Western Michigan University
1903 W Michigan Ave
Kalamazoo MI 49008-5334 USA
- Ph.D., History, Harvard University, 1997
- M.A., History, Harvard University, 1990
- B.A., History, Cornell University, 1988
- Medieval France and England, 900-1200
- Historical writing, forgery, lordship, law and society
Robert Berkhofer is Associate Professor of medieval history at Western Michigan University. He is also currently Deputy Director of the Medieval Institute. In summer 2021, he co-led a National Endowment for the Humanities summer institute for Higher Education on “Law and Culture in Medieval England, 600-1300.”
Dr. Berkhofer's research explores transformations in writing and power, including record-keeping, notions of authenticity/forgery, legal ideas, and how literate practices changed rule and wealth, as well as their broad effects on society and culture. It has often focused on archival documents of monastic scriptoria and princely chanceries, and how to evaluate them as evidence of mentality. He is currently exploring various aspects of historical writing, including possible comparisons between medieval European histories and those from other parts of the premodern world.
Forgeries and Historical Writing in Medieval England, France, and Flanders, 900-1200. Woodbridge: Boydell, 2022.
Monastic scribes frequently rewrote their archives, using charters, letters, and narratives, to create new usable pasts for claiming lands and privileges in their present or future. Such imagined histories could also be deployed to "reform" their community or reshape its relationship with lay and ecclesiastical authorities. Although these creative rewritings were forgeries, they still can be valuable evidence of medieval mentalities. Indeed, monastic forgeries and histories show a desire to rewrite the past to promote monks’ interests in the present and future.
The Experience of Power in Medieval Europe, 950-1350. Co-edited with Adam Kosto and Alan Cooper. Aldershot: Ashgate, 2005. Now available from the Taylor and Francis group at Routledge.
This collection considers how medieval people of all sorts experienced power for better or worse. It contains seventeen articles under three thematic headings: The Use of Power, Power Relations, and Discourses of Power.
Day of Reckoning: Power and Accountability in Medieval France. Philadelphia: University of Pennsylvania Press, 2004.

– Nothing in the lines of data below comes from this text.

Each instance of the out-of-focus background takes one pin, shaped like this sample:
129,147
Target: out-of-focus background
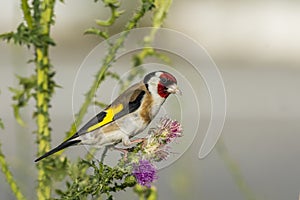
255,45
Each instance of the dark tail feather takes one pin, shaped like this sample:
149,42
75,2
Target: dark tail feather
63,145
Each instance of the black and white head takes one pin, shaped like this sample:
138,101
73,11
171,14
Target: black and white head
161,83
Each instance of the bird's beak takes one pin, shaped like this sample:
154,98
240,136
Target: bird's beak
173,89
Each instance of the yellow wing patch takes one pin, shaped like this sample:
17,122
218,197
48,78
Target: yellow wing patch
110,113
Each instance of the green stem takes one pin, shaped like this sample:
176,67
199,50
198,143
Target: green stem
26,11
234,170
43,94
9,177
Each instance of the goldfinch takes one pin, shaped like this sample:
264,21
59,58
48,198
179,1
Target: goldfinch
126,116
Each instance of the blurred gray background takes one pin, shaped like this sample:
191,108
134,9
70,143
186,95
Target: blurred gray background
255,45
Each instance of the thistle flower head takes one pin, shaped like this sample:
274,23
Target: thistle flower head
144,172
166,131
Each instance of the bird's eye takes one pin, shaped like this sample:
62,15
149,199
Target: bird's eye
163,80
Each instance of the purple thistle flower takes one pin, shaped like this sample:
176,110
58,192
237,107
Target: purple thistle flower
144,172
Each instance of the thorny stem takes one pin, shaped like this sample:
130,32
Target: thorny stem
9,177
43,94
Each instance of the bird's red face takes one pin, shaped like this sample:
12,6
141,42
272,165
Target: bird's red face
167,85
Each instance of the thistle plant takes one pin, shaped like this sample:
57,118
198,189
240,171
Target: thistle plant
135,169
34,32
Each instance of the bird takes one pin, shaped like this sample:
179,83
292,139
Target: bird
128,115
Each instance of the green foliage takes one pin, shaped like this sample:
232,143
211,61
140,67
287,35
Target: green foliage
34,32
102,179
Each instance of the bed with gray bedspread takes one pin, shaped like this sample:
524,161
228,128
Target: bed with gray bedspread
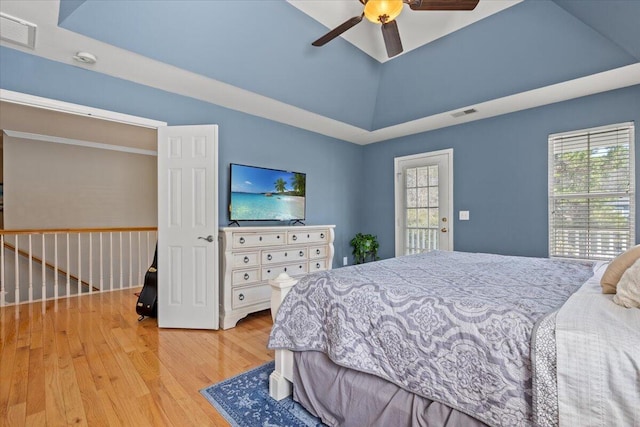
452,327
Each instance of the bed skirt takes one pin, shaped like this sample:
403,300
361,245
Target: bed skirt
344,397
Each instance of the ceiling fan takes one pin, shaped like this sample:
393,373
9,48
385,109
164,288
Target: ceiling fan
386,11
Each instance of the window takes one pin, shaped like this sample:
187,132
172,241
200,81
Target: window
423,201
592,192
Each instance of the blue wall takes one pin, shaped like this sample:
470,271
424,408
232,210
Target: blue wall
500,172
332,166
500,164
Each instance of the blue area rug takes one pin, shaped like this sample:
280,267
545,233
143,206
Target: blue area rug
244,401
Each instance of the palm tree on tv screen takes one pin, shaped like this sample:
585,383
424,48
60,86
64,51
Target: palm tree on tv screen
281,185
298,183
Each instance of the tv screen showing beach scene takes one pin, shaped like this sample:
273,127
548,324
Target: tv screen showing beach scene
261,194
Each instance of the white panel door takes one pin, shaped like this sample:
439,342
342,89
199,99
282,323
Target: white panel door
424,202
187,227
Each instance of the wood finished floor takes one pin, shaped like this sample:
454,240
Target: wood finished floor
88,361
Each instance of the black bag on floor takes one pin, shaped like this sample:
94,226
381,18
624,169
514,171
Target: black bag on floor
147,305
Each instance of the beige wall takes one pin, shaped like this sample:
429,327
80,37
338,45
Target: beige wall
51,185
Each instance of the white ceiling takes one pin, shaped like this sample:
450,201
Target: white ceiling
58,44
416,28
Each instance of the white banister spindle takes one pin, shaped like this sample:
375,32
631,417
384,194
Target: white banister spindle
68,293
59,258
90,262
111,261
30,270
79,264
120,261
55,266
17,271
2,289
44,269
130,259
101,266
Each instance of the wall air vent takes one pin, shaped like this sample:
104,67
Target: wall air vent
18,31
464,112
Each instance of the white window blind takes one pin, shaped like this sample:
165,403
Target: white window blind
592,192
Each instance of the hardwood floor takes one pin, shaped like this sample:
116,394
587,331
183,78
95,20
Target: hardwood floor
88,361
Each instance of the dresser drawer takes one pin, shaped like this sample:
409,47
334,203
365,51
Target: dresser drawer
283,255
242,277
291,269
256,240
308,236
248,259
250,295
318,252
317,265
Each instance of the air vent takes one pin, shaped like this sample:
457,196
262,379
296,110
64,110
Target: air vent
464,112
18,31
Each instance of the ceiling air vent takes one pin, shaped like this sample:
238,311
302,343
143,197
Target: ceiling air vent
464,112
18,31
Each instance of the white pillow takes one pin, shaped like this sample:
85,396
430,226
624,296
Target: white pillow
628,289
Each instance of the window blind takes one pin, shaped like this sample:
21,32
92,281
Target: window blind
592,192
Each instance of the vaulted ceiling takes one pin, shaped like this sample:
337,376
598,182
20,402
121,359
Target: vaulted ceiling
256,56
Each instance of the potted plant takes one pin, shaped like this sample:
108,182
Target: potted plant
365,248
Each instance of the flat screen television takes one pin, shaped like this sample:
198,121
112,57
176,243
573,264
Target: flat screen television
261,194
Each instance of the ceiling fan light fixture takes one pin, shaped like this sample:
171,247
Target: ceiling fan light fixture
382,11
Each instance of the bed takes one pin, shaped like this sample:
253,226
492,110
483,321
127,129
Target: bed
456,339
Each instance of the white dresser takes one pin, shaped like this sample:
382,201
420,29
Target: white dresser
250,256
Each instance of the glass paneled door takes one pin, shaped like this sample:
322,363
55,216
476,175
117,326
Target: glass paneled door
423,202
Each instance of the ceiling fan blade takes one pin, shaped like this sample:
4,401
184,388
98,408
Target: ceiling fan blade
443,4
391,37
337,31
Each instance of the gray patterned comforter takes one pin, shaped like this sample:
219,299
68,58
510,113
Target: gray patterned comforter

Uses approaches to literacy, legal studies, memory, ritual, and the manorial economy to reexamine the transformation of medieval power. Highlighting the relationship of archives and power, it draws on the rich documentary sources of five of the largest Benedictine monasteries in northern France and Flanders, with comparisons to others, over a period of nearly four centuries.
He has also published articles and chapters on a variety of topics, including abbatial lordship, a decretal of Pope Alexander III, inventories, and the marriage of unfree persons. For further details see his short cv.
Since arriving at WMU in 2001, Dr. Berkhofer has taught a wide variety of courses, including graduate courses for History and Medieval Studies students, advanced courses for History majors and minors, and general education/Western essential studies courses for students from across the university.
He advises masters and doctoral students in medieval history and medieval studies who focus on the central Middle Ages in northwestern Europe, especially those interested in literacy, power, monastic reform, or historical writing. Graduate courses he has taught include readings seminars on “Rulers and Regions in Medieval Europe, 900-1300,” “Medieval France,” “Medieval Social History” and the “Medieval Proseminar” which is an introduction to medieval historiography for students in Medieval Studies and History. Research seminars include “Writing and Reckoning in Medieval Europe,” “Medieval Historical Writing, 900-1300” and “Law and Power in Medieval England.”
In all his undergraduate teaching, whether it is lecture or discussion, offered in person, online, or in a hybrid format, he tries to engage students with sources from the past. He encourages close reading and examination of texts and objects to develop critical analysis skills which are transferable to life beyond the classroom.
For general undergraduate audiences, he teaches Hist 1000: The Early Western World and Hist 3600: The Medieval World: Society and Culture. Topical classes for advanced undergraduates he has offered include: Hist 3606: The Transformation of Medieval Europe, 1000-1500, Hist 3611 The Crusades: East Meets West, Hist 4495: Early European Family, and Hist 4495: Power and Society in Medieval Europe.